I am always envious of a memoir by a gay man who is not a celebrity that got picked up by a mainstream publisher. That envy is always exceeded by my personal conviction that the journeys of gay men of the post-Stonewall years are hugely important, both for us to write and for us to read.

Curtis Chin’s story is doubly important, because it documents a coming-out journey that is both familiar and alien to each of us reading it; and because it comes from the perspective of a native-born Chinese American. The bonus here is that Chung’s, the Chinese restaurant in which the author grew up in Detroit, was a famous place and indeed lasted for many decades and was a downtown landmark.
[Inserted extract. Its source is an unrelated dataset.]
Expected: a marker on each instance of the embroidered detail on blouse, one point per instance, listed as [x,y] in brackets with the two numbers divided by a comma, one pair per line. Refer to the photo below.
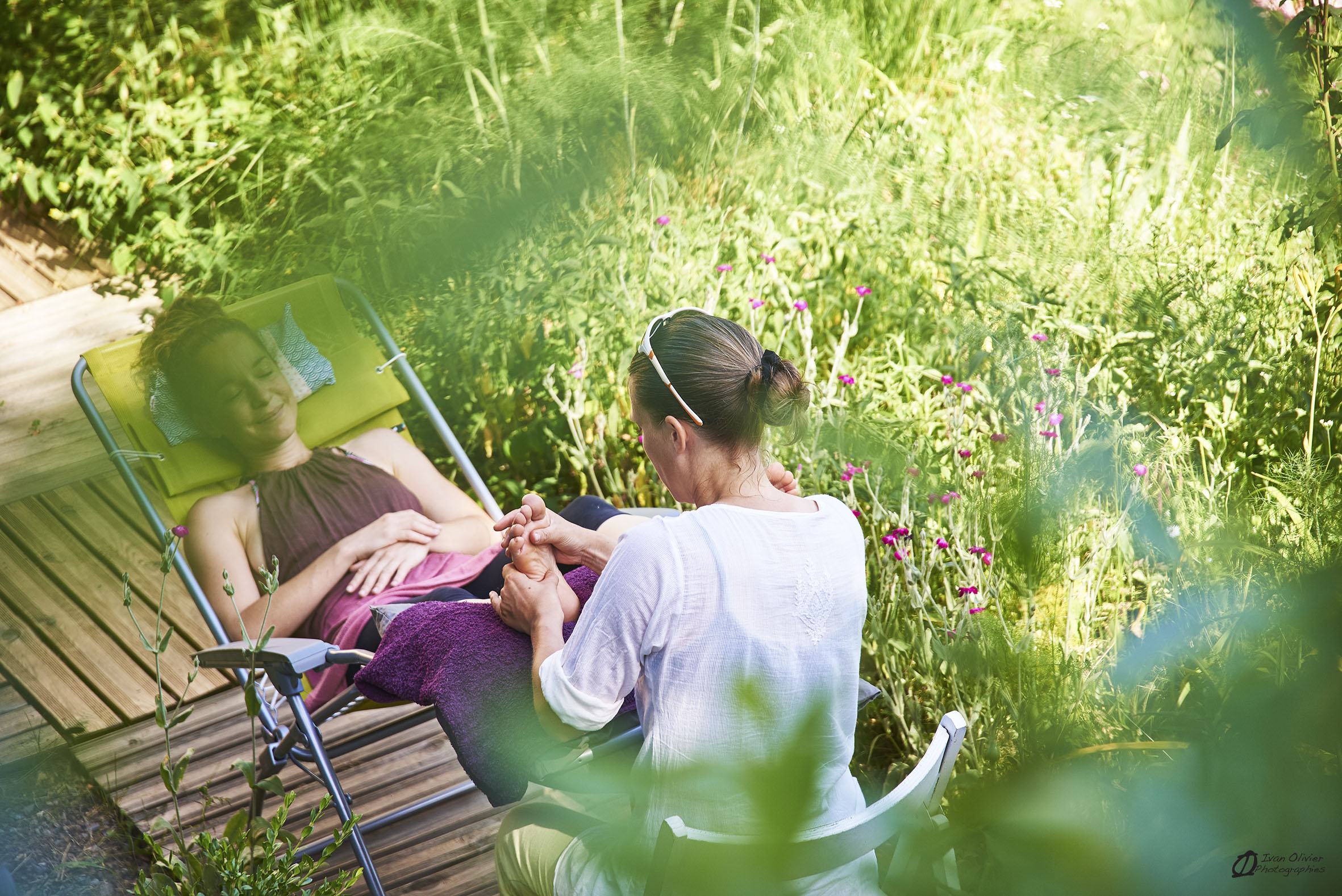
[815,601]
It is not some romantic myth; it was real and it touched huge numbers of Detroiters’ lives.

At the center of Curtis Chin’s memoir is the notion of family first. The restaurant that frames Chin’s entire life up through college is filled with three generations of the Chin family—which makes it both a place of safety (and good food), as well as a kind of a familiar prison from which the author and his siblings all want to escape. We learn a lot about Chin’s family saga, and it’s no surprise that this is a story filled with loss, sacrifice, and racial prejudice. Of course, every gay man’s story is framed by his family, but this sprawling clan, made up of immigrants and American-born men and women, is evocative of so much of our 20th century history as a nation.

Chin’s memoir is also filled with humor, and with the author’s wry self-deprecation. Growing up gay in America in the 1970s and 80s was no picnic, I can tell you from personal experience. Growing up gay and Chinese adds a whole new dimension to that story; while placing Chin’s saga in Detroit and its suburbs captures that particular seismic shift in the USA’s image of itself.

What struck me particularly was that the choices Curtis Chin makes in his life are not much different (whether wise or stupid choices) from those that any of us make. Although he is a half-generation younger than I am, the trauma of coming out was not much different. Fear of loss of family, fear of the entire culture around you, and a yearning to find a tribe, a crew, a friend group who were like you, are what drives us—even as we grapple with the same notions of working hard and trying to do your best (to make your family happy).

The end result is that, as I finished this memoir, with Curtis Chin heading off to a (temporary) new life in New York, I was moved to tears. As dramatically different as Chin’s life is from my own, it resonates again and again. That fact that my husband and I adopted a Chinese-born infant nearly thirty years ago only intensifies those feelings for me.

I wish I could go to Chung’s myself and taste first-hand what Curtis Chin describes.